RIP... To the guru of modern bodybuilding.
wow that's a shame. i still get muscle and fitness mags and read them regularly as i love bodybuilding and the feeling I get from working out. Few things make me feel better than a good workout. RIP Joe.
RIP - he was an interesting person for sure. He had a nice long life, but I wasn't particularly a fan. I respect what he did for bodybuilding in general, since he was one of the pioneers in making it mainstream. However, as a former competitor, I thought his products and pitch were misleading. Nonetheless, it's a shame to see him pass.
RIP Arnold thru Gaines/Butler, Joe Gold, Jack Lalanne, Hoffman, Kennedy made weight training/bodybuilding to the public in general what it is just as much as the Weiders. But the Weider bros. could have done more to turn BB towards a legitimate sport instead of the bizarre cult of drugs that it is now.
Yup - agreed 100%, main part of my comments above. Too many deaths - Momo Benaziza, Andreas Munzer, Mike and Ray Mentzer, Steve Michalik, Paul DeMayo, the list goes on. Don't get me wrong, MLB, NHL, and NFL are complicit too, but it's really evident in the BB scene.

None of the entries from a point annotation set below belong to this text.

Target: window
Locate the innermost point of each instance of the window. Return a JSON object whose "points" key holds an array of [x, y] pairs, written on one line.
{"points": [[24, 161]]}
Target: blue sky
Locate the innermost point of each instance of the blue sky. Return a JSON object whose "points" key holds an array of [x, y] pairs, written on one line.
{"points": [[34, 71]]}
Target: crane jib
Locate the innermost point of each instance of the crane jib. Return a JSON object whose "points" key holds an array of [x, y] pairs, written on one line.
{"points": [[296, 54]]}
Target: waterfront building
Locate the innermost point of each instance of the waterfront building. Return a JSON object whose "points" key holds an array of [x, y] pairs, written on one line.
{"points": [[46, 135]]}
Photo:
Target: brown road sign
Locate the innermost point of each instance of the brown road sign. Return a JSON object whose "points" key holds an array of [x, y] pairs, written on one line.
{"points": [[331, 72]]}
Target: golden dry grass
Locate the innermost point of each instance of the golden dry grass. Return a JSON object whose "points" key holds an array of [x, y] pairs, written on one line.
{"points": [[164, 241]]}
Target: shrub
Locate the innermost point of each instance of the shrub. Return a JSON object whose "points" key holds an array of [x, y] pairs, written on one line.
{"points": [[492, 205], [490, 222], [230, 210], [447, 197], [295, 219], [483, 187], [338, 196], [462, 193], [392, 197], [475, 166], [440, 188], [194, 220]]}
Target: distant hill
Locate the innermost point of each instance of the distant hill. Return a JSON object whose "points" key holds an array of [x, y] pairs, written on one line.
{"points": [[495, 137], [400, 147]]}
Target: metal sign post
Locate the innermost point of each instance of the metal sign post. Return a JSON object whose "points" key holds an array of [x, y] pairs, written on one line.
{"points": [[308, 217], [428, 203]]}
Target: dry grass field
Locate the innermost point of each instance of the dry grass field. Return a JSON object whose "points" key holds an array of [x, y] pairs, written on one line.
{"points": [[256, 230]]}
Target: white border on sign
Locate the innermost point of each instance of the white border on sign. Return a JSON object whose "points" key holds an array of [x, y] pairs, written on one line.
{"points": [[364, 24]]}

In the early 80's they actually had hopes of BB getting into the Olympics, not so strange when you know what had been going on in Olympic lifting for decades but ......... anyway the IFBB was really the only show in town and certain publications the only ones that could make a career. Just look at RR's story in the late 70's early 80's. Politics played a big role. The last somewhat normal appearing champ was Haney. If TPTB had wanted to, the sport could have been steered toward what it had been, balance, proportions, symmetry, instead outrageous bizarre size was rewarded. It became a joke losing all pretense of any claim to athletics and/or healthy competition.
That quest for bizarre size often made me wonder about Weider - another story for another day, but I wholeheartedly agree. I read some comments from Robinson about the drug use and how the sub-culture has enabled BB to avoid scrutiny. My opinion - not unlike other pro sports - these people devote a lot of time and energy to become pro. Simply injecting steroids will NOT get you there. If these guys looked more balanced - like Steve Brisbois - then maybe the overload and experimentation would dissipate. I have no hope of that. I thought that would have been the Weider brothers' legacy, but instead it was the opposite. Bodybuilding rivals Pro Wrestling and the Adult Film industry for premature deaths and wacky people / stories.
This link goes to the point in the discussion where the wrong turn was made back in the early 90's. TPTB who picked all the judges and instructed them on the criteria and created the scorecard categories could have easily steered the sport in a different direction and looked above board doing so. But they chose not to (jumps to point in the discussion) 2012 IFBB Masters Olympia Legends Seminar - Available at Prime Cuts Bodybuilding DVDs - YouTube The roid subject has come up in a number of threads and I will try to make it clear, 3 different era's silver age 40's - mid 60's no drugs, golden age mid-60's - end of 80's heavy use of "mild" drugs, modern age early 90's - till now heavy use of very potent new drugs. Silver age what you see is real, golden age 25lb+- gift from drugs, modern age 40lb+- premium on top of golden age gift. Best example imo would be the guy who competed in both era's and was sporting 50lbs of new muscle in his 40's after looking like an average dude in the interim. I believe this video describes the beginning of the modern era; Growth Hormone Side Effects And Danger !!! - YouTube All the top guys since then have had the pregnant gut which should have been a very negative judging factor, one way to remove it from the sport w/o worrying about testing.